Dicho de otro modo, a Irrational Man le falta ese poso reflexivo o ese ajustado trabajo visual que uno esperaría en cualquier otro cineasta (hitchcockiano o no) para desarrollar esas ideas. Allen ofrece lo de siempre, y desde luego quien esperara otra cosa es que no sabe lo que es ir a ver un film de Woody Allen. Del mismo modo, y por si no ha quedado claro, el protagonismo de Joaquin Phoenix arrebata a Abe Lucas buena parte del desgarro que éste requería: como siempre, Phoenix incrementa el patetismo de su personaje por la vía más fácil, en su caso la caracterización física y los reconocibles tics del actor, en contraste con su oponente femenina Emma Stone, que sabe sugerir al mismo tiempo el encanto que emana con naturalidad de su espontáneo atractivo y las limitaciones finales de su carácter. Con todo, deben destacarse pequeñas pero magníficas ideas visuales en las que Allen no necesita los diálogos para sugerir estados de ánimo: el momento en que su pareja protagonista se asoma a los espejos deformantes de la feria (es una asociación simbólica evidente pero adecuada) o el plano en que, en el momento en que Jill adquiere la certeza de la culpabilidad de su amante, Allen la encuadra a través de una puerta con rejilla, que sugiere bien el súbito descubrimiento por parte de la joven de que esa relación que tanto la estimulaba tiene también un inesperado elemento siniestro que la aprisiona.

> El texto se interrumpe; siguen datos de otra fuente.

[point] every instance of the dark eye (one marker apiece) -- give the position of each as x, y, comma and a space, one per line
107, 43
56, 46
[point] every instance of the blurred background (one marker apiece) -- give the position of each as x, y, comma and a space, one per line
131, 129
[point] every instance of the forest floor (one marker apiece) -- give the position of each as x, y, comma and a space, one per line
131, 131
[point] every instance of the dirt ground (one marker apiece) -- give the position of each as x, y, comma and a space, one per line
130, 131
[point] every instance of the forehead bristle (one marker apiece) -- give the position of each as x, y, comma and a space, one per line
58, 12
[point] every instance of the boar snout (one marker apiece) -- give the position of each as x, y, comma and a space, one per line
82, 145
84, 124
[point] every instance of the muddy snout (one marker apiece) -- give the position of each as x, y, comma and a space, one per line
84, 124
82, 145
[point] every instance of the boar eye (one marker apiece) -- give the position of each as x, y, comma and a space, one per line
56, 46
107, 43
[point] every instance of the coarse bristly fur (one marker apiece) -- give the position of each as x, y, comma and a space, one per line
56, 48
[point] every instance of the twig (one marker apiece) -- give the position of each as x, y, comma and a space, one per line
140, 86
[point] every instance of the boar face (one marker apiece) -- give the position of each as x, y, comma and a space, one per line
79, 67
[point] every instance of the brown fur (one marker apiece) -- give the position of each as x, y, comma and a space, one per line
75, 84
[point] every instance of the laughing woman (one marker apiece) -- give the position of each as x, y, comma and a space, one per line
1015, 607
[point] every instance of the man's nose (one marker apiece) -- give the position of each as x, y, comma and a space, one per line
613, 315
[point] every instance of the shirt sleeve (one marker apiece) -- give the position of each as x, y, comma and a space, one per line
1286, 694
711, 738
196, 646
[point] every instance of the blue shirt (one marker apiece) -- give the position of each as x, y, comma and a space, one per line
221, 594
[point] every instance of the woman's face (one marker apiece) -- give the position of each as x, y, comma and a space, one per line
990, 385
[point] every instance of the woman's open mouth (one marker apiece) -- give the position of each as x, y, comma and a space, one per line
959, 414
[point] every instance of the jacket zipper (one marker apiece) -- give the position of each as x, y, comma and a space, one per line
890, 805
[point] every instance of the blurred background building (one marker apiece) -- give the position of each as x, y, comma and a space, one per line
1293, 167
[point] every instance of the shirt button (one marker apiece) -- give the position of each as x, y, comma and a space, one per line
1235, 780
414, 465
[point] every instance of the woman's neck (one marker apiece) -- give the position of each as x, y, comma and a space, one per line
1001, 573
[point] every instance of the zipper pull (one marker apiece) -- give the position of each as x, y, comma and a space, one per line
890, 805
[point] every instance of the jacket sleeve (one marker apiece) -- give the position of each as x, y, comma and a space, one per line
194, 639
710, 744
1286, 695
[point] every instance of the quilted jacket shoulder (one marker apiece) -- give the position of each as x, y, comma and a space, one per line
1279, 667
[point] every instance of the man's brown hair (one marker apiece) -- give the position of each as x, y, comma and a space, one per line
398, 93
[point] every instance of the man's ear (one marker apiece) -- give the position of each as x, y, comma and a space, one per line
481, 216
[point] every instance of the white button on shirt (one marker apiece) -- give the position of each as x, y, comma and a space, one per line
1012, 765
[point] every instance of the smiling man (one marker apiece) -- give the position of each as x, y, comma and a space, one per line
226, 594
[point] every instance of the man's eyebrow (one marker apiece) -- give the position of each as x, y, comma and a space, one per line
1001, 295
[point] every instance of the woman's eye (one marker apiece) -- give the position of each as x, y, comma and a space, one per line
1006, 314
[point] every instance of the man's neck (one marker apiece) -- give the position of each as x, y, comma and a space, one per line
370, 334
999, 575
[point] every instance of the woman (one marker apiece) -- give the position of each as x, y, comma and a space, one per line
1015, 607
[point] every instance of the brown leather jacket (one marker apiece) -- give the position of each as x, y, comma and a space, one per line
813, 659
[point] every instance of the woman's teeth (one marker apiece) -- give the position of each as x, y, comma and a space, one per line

Por otra parte, el desaliño que rodea a Abe acaba siendo bien transmitido por el propio desaliño de la realización de Allen, que además brilla en uno de sus fuertes: el tratamiento de los escenarios como una especie de prolongación simbólica de sus personajes. Así, el entorno universitario aparece bañado (debe destacarse el buen trabajo del director de fotografía Dariusz Khondji) por un aire de suave melancolía —es un verano poco luminoso e incluso abundan los días lluviosos— que parece condicionar fuertemente esa necesidad de los personajes de encontrar donde sea un estímulo que les impida caer en la definitiva atonía. Irrational Man, por todo ello, constituye un trabajo muy interesante, digno de los que le anteceden en la filmografía de Allen, y que, al menos para quien escribe, hace que espere con gran ilusión la siguiente entrega de su filmografía.
FICHA DE LA PELÍCULA
Título: Irrational Man / Irrational Man. Año: 2015.
Dirección y guión: Woody Allen. Fotografía: Dariusz Khondji. Reparto: Joaquin Phoenix (Abe Lucas), Emma Stone (Jill), Parker Posey (Rita), Jamie Blackley (Roy, el novio de Jill). Dur.: 95 min.